Introduction. Within Frontotemporal Dementia (FTD), Behavioral variant (BvFTD) is the most prevalent, is associated with a marked alteration in behavior and emotional regulation. Objective. Describes the neuroanatomical correlate in subjects with BvFTD and the neuropsychiatric clinical characteristics described in them. Methodology. A systematic review of articles published between 2013 and 2018 has been carried out, in relation to the BvFTD, in databases in english and spanish that meet the inclusion criteria. Results.
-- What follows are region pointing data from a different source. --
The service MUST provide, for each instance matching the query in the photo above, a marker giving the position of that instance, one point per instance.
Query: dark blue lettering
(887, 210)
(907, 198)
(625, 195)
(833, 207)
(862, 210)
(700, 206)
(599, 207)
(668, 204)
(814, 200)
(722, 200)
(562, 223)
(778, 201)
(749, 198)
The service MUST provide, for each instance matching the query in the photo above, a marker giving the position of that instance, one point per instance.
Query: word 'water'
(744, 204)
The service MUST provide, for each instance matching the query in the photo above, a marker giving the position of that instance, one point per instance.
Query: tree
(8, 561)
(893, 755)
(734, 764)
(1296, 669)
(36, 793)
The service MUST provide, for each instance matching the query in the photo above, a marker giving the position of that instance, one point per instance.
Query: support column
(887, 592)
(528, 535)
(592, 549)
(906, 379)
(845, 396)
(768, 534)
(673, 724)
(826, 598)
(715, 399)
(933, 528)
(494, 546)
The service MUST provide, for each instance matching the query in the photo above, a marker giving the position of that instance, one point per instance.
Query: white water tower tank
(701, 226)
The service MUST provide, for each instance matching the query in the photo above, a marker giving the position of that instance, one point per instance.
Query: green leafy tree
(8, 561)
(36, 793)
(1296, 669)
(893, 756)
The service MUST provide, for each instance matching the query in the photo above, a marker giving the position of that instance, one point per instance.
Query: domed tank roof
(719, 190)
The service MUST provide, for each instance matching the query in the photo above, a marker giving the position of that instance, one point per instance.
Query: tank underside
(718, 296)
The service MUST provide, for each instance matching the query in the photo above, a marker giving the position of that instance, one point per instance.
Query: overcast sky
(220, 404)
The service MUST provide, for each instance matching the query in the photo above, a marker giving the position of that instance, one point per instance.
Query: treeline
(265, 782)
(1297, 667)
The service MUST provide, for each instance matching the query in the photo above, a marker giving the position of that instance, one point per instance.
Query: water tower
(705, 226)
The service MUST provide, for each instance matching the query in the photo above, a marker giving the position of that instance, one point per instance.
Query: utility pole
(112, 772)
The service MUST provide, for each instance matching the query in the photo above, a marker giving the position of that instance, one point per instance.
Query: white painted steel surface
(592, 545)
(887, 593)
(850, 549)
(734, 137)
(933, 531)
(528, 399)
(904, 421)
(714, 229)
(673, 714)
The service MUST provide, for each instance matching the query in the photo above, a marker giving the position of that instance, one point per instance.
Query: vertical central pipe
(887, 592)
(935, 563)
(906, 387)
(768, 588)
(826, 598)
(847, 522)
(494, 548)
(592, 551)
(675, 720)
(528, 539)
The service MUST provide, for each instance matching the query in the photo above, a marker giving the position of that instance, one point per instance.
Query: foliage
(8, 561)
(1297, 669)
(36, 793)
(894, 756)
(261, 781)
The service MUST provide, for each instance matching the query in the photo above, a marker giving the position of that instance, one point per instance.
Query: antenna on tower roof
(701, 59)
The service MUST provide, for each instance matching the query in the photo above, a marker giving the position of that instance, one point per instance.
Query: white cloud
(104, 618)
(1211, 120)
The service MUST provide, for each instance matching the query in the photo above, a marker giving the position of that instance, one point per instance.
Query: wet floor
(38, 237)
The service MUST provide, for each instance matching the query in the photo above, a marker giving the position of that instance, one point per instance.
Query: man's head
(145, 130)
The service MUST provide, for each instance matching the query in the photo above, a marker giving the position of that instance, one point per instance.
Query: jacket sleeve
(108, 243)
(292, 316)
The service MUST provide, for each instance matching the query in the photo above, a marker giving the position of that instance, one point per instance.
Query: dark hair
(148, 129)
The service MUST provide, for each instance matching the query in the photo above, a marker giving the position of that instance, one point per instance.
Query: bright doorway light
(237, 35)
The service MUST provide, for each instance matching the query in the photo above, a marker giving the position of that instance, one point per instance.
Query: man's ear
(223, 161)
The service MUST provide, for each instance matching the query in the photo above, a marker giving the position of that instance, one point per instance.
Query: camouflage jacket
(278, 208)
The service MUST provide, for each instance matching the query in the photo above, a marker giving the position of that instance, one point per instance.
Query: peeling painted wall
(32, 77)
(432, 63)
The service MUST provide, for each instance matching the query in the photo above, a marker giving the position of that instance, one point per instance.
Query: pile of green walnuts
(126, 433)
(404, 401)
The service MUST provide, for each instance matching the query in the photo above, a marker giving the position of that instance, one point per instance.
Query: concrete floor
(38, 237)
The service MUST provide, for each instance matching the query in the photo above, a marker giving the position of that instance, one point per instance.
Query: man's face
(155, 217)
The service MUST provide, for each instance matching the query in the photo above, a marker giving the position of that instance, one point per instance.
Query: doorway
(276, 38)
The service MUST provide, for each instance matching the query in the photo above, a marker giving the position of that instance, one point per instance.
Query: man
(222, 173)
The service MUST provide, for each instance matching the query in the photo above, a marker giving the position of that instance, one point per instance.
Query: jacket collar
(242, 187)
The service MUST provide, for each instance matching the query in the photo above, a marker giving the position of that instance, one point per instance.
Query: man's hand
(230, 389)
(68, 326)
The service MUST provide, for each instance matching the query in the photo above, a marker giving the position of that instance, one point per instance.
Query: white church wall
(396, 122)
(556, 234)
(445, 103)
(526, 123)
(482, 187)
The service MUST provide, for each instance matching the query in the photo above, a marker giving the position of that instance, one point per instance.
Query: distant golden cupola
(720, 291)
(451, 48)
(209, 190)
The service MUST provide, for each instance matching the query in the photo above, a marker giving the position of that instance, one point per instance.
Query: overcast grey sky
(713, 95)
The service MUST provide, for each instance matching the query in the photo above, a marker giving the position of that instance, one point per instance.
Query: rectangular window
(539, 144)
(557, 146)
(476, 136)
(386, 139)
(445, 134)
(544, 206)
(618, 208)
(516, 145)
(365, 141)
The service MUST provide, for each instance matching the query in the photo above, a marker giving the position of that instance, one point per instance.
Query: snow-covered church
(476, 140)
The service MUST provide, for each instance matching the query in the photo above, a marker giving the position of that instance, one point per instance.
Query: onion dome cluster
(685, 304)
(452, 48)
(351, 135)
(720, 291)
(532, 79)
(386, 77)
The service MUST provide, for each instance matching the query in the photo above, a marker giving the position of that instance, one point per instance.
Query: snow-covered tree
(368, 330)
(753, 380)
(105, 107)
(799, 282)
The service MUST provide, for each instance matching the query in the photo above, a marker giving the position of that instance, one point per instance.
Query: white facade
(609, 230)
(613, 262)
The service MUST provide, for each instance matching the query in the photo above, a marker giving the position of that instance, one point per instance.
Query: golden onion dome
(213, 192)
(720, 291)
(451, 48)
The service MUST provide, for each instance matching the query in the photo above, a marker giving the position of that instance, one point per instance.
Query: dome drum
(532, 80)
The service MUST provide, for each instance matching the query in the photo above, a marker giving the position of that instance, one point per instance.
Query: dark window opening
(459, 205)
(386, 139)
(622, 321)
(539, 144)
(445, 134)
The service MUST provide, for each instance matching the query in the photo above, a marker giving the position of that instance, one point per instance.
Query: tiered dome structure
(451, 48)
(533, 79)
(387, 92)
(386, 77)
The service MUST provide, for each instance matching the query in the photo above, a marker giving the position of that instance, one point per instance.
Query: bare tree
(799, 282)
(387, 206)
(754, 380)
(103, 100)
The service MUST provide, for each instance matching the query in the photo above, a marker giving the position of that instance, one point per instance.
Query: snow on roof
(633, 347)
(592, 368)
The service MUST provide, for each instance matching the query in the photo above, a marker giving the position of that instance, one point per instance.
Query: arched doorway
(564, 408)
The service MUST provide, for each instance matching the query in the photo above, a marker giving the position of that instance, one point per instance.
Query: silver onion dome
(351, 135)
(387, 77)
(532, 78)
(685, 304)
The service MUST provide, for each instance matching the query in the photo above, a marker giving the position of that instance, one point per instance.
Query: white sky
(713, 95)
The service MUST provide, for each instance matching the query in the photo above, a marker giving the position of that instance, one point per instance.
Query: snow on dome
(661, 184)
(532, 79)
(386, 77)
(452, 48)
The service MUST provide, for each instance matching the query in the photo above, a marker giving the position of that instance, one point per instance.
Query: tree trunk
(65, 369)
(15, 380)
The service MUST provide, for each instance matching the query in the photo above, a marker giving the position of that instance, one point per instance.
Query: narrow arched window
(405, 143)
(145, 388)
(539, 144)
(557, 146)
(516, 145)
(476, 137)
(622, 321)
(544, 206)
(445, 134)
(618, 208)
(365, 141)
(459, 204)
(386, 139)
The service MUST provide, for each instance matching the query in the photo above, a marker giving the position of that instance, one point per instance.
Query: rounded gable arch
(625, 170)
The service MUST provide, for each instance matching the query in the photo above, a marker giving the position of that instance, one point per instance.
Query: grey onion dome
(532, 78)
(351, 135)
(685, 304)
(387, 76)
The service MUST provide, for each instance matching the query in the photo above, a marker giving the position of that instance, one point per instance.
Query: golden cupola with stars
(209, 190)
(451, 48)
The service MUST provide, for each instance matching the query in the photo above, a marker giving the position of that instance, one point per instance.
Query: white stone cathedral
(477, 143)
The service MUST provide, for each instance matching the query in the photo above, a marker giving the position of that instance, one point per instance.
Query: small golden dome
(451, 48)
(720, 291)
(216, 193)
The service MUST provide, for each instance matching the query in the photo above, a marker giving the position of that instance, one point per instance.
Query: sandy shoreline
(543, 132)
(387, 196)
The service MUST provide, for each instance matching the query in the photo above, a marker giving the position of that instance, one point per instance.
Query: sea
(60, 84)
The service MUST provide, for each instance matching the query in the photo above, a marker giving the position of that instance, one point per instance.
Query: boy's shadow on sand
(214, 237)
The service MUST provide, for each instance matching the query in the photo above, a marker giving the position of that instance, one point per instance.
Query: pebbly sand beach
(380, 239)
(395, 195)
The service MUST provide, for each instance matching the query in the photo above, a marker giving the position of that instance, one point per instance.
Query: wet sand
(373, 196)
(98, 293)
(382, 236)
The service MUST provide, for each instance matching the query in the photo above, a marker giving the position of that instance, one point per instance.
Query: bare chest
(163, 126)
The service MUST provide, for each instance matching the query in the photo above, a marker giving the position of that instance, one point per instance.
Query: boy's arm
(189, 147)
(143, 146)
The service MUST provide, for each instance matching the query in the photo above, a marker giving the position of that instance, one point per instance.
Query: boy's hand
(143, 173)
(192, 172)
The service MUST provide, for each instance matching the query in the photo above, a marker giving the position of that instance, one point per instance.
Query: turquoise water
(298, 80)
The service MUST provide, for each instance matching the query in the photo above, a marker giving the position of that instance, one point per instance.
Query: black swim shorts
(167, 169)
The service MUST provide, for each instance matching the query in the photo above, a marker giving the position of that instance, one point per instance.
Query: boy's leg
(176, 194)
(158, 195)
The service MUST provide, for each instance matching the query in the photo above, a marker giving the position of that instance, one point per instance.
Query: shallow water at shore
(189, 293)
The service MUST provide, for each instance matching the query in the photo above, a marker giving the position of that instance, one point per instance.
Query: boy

The BvFTD is associated with a hypofunction in the areas of the prefrontal cortex, cingulate cortex and others. Apathy and disinhibition are the main symptomatology of study. Conclusions. There is a lack of updated articles that describe neuropsychiatric characteristics along with their imaging description in this population that favors the development of medical and non-medical approaches.